= Concrete Wave Magazine =

Canadian magazine

Concrete Wave Magazine is a Canadian publication which was founded in 2002 by Michael Brooke. It was a continuation of Brooke's involvement with skateboard publishing. In 1999, Brooke had also his book The Concrete Wave (the history of skateboarding), published by Warwick Publishing. In 2000, a television series called Concrete Wave launched. The magazine was first based in Toronto. It is headquartered in Thornhill, Ontario.

A 6-page preview issue of Concrete Wave Magazine appeared in the publication International Longboarder (vol. 3 no. 3, spring 2002). International Longboarder was co-published by Brooke along with Tom Browne. It ceased publication in 2002.

Concrete Wave's mandate is to inject roots and variety into skateboarding. Features have included profiles of some of the world's greatest skate photographers and interviews with some of the sports pioneers and legends. The magazine covers the entire range of skateboarding: pools, pipes, ditches, longboarding, speedboarding, slalom, freestyle and of course, street.
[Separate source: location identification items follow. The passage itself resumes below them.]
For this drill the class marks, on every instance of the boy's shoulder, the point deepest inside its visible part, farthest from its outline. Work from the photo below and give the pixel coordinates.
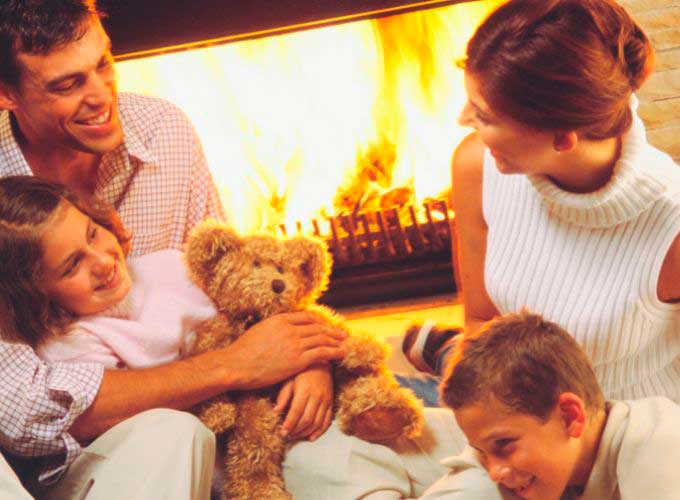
(645, 436)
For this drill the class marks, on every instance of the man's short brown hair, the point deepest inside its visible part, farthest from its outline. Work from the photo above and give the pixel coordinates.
(525, 362)
(37, 27)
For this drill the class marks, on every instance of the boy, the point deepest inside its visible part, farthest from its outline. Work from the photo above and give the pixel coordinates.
(526, 397)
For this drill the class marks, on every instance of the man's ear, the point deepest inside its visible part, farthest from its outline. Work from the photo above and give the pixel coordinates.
(565, 141)
(573, 413)
(8, 98)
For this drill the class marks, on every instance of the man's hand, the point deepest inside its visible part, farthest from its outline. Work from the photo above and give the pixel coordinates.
(280, 347)
(310, 395)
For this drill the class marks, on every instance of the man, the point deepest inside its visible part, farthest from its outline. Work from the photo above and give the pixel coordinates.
(65, 122)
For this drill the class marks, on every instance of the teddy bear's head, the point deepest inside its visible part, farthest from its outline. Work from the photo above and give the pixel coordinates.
(256, 276)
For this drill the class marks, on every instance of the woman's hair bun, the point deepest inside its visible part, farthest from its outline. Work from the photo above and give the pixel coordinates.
(636, 54)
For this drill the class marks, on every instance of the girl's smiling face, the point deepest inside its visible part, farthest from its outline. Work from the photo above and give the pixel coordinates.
(84, 267)
(534, 459)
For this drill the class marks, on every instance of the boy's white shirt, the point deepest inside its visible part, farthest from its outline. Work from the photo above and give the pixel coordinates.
(639, 453)
(638, 458)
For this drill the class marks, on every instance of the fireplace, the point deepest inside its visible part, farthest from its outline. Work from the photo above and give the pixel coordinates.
(320, 117)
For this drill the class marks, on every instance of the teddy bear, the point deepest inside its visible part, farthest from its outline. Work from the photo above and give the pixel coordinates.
(250, 278)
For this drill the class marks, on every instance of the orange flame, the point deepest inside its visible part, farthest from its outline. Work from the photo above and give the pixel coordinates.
(326, 121)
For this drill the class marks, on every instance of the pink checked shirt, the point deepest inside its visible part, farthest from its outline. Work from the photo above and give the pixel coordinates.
(160, 184)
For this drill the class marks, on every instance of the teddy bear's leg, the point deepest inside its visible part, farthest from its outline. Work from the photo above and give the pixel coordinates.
(255, 452)
(364, 353)
(218, 414)
(376, 408)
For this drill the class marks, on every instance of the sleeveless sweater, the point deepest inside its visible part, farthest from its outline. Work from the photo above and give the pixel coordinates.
(591, 263)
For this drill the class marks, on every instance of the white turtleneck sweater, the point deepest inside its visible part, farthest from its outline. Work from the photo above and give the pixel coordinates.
(591, 263)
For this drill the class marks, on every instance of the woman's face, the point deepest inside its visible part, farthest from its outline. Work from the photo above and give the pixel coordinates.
(517, 148)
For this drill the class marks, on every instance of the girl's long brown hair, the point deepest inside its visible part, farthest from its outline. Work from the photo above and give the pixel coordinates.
(27, 205)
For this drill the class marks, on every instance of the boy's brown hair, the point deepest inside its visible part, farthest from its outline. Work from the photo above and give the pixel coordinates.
(523, 361)
(27, 206)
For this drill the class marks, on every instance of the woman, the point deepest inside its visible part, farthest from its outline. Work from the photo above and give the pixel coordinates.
(562, 205)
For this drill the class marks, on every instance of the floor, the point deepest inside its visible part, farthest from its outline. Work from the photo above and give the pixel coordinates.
(390, 320)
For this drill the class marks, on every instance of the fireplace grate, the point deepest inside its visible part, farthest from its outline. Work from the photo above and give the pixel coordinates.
(389, 254)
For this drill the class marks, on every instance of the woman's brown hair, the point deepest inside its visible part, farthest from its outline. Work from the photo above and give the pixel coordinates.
(27, 205)
(561, 64)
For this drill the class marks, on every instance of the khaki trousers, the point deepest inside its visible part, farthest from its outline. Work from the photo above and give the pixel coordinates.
(158, 454)
(341, 467)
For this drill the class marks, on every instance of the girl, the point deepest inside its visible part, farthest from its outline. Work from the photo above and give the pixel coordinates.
(563, 206)
(66, 288)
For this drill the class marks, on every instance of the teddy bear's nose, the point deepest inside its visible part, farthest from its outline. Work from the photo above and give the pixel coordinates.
(278, 286)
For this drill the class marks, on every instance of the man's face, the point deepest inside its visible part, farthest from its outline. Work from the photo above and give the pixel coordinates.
(66, 99)
(534, 459)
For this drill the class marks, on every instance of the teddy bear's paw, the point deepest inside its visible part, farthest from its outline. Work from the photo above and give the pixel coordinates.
(377, 409)
(252, 491)
(384, 425)
(218, 415)
(364, 353)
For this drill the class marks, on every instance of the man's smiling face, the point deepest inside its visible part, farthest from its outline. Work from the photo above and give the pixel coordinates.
(67, 98)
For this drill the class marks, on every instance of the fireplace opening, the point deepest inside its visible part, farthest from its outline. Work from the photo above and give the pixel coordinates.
(344, 130)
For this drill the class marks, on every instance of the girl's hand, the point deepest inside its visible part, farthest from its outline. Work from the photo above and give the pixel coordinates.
(309, 399)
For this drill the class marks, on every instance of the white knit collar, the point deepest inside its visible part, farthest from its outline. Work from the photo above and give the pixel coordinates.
(629, 192)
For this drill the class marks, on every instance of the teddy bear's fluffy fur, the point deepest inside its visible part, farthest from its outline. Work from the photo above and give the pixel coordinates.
(249, 279)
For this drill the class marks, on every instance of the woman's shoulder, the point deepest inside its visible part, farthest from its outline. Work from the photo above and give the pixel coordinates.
(468, 158)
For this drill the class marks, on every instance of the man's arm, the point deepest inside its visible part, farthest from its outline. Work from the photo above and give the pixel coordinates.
(288, 342)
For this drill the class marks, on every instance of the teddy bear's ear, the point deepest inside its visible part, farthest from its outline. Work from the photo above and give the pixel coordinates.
(207, 244)
(312, 259)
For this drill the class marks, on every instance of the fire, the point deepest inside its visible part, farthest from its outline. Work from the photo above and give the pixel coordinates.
(317, 123)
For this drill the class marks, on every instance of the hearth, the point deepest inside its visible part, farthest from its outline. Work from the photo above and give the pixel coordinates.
(328, 117)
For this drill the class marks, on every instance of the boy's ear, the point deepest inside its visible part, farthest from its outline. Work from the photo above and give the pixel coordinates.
(573, 413)
(565, 141)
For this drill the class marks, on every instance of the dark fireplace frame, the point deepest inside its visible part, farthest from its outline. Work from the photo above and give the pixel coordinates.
(141, 28)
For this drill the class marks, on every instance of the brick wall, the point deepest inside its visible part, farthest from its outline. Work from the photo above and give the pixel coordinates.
(660, 96)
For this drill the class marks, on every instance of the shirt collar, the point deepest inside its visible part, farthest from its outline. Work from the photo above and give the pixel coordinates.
(133, 134)
(10, 152)
(133, 143)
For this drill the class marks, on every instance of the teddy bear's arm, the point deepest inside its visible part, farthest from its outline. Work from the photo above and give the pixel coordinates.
(215, 333)
(364, 352)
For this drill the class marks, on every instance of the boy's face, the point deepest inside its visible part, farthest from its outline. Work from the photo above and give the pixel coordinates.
(534, 459)
(66, 99)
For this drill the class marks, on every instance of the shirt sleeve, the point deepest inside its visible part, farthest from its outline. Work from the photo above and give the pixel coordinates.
(38, 404)
(204, 199)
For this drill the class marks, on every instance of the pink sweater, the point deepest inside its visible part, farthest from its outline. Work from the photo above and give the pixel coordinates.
(152, 325)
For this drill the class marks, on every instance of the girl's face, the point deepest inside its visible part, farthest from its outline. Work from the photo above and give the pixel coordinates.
(84, 266)
(516, 148)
In July 2018, the magazine was sold and Michael left the world of skateboard magazine publishing. Concrete Wave produced a few issues and was then sold to another group. Michael decided to return to publishing via Billy James of Shred Shack. In late fall, Billy began work on www.concretewaves.com and soon after, Michael decided that he wanted to collaborate with the revamped website.